The Executive Board of the International Monetary Fund (IMF) completed the seventh review under the Extended Credit Facility Arrangement (ECF) for Côte d’Ivoire (June 5, 2015). The completion of the review enables the immediate release of the equivalent of SDR 48.78 million (about US$68.36 million), bringing total disbursements under the arrangement to the equivalent of SDR471.54 million (about US$660.84 million). The decision was taken without a formal Board meeting.
In completing the review, the Executive Board also approved the authorities’ request for the modification of the performance criteria on the primary basic balance and net domestic financing as of end-June 2015 as well as indicative targets consistent with the framework of the economic and financial program.
The Executive Board approved the ECF arrangement for Côte d’Ivoire on November 4, 2011 (see Press Release No. 11/399).
The authorities are to be commended for continued strong macroeconomic performance under the Fund-supported program.

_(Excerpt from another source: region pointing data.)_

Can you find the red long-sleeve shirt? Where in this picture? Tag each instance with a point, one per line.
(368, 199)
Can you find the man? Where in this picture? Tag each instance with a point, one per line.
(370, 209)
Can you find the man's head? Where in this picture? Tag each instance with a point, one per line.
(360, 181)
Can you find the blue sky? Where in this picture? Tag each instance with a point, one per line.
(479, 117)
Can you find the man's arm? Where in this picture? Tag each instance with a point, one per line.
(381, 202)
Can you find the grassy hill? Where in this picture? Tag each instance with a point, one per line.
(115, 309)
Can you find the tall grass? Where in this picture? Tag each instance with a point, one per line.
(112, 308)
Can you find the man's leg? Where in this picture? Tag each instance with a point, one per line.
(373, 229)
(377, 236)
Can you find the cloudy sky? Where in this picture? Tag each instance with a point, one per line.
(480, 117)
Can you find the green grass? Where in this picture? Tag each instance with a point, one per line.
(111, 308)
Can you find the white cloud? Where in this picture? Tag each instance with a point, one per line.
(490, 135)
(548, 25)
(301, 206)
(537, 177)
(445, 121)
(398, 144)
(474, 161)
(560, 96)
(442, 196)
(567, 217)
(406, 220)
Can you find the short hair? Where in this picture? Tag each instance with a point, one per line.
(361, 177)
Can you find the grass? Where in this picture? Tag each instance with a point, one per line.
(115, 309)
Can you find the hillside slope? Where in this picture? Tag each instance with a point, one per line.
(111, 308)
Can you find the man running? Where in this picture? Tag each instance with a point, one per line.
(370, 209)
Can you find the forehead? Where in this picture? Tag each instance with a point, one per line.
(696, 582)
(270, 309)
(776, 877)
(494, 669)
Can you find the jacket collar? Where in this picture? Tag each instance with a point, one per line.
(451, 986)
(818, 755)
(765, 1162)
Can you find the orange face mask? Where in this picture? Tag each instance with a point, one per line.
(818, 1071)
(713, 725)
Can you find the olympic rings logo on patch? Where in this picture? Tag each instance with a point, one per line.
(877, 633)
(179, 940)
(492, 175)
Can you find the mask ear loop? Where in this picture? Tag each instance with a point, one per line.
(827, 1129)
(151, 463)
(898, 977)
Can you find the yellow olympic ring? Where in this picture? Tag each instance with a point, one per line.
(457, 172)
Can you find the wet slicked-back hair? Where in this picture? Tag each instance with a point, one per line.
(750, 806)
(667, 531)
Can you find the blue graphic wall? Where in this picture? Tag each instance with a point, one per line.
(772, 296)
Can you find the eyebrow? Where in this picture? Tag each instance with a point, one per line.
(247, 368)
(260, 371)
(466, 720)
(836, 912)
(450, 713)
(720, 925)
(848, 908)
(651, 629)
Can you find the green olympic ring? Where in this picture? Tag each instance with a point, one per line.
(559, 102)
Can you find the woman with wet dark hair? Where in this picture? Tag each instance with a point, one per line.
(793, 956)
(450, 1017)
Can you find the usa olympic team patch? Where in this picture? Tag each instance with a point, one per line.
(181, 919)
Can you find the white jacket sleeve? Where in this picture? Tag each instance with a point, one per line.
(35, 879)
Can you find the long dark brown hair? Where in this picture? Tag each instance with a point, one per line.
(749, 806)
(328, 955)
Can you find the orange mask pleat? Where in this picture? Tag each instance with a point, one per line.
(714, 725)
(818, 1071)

Over 2012–14, the growth in real GDP per capita has reached 20 percent. All performance criteria and all but one indicative targets for end-2014 were met. Significant progress has been made toward improving the business climate and the tax administration, and some inroads have been made towards public bank restructuring.
Sustaining high growth rates will require further reforms to improve the business climate. This calls for further efforts including the creation of additional commercial courts in the country and of a commercial court of appeal, the reduction of domestic payments delays, and the improvement of relations between tax payers and tax collection agencies through enhanced transparency in tax control procedures. This also calls for implementing the financial sector development strategy to foster access to credit by SMEs.
Staff considers that the fiscal stance for 2015 remains appropriate despite emerging budgetary pressures. It welcomes the proposed adjustments to the 2015 budget, which include additional revenues and spending cuts containing the deterioration of the basic primary and of the overall deficit to 0.3 percent of GDP. Despite the adjustments, the budget remains broadly growth-friendly and pro-poor, with significant increases in public investment and poverty-reduction expenditures. Staff calls on the authorities to stick to these fiscal objectives despite budget pressures and the electoral context. It emphasizes the need to control increases in current spending over the medium term and to take forceful actions to put the energy sector on a more solid financial footing to limit corresponding fiscal risks.
The recent discovery of extra-budgetary spending is worrisome. Staff notes the assurances provided by the authorities that they do not have knowledge of any further extra-budgetary spending other than the amounts reported in this review. It welcomes the April 23, 2015 Communication by the Council of Ministers reaffirming that extra-budgetary spending should be avoided. It calls on the government to remain vigilant and to strictly respect its commitment to forcefully apply the provisions of the 1998 decree aimed at avoiding extra-budgetary spending, including through disciplinary, civil, and penal sanctions. Furthermore, staff, welcomes the authorities’ initiative to launch audits of extra-budgetary spending undertaken before 2011.
While welcoming actions taken to improve PFM and public debt management, further steps are urgently needed. In particular, staff urges the authorities to broaden the budget’s scope to ensure that it covers all governmental activities and to avoid that public entities borrow to execute expenditures that should normally be included in the budget. Moreover, the sizable amount of public spending undertaken through exceptional spending procedures, notably treasury advances, should be further reduced. Staff calls on the government to pay close attention to the accumulation of debt by public sector entities. The implementation of the long-delayed restructuring of the public debt directorate into front-, middle-, and back-office and the setting up of a centralized database covering public enterprises’ and government guaranteed debt are steps needed to strengthen debt management. Furthermore, the deepening of the regional fixed-income market and the development of a secondary market are crucial to limiting foreign exchange risk on public borrowing in the future.
Staff supports the authorities’ commitment to address weaknesses in the national accounts statistics. Staff urges them to strengthen staffing and capacity at the INS, address information gaps, review the compilation of national account statistics, and correct weaknesses identified in the final accounts for 2012. More broadly, Côte d’Ivoire should upgrade and disseminate its economic data to facilitate monitoring by private investors and credit rating agencies.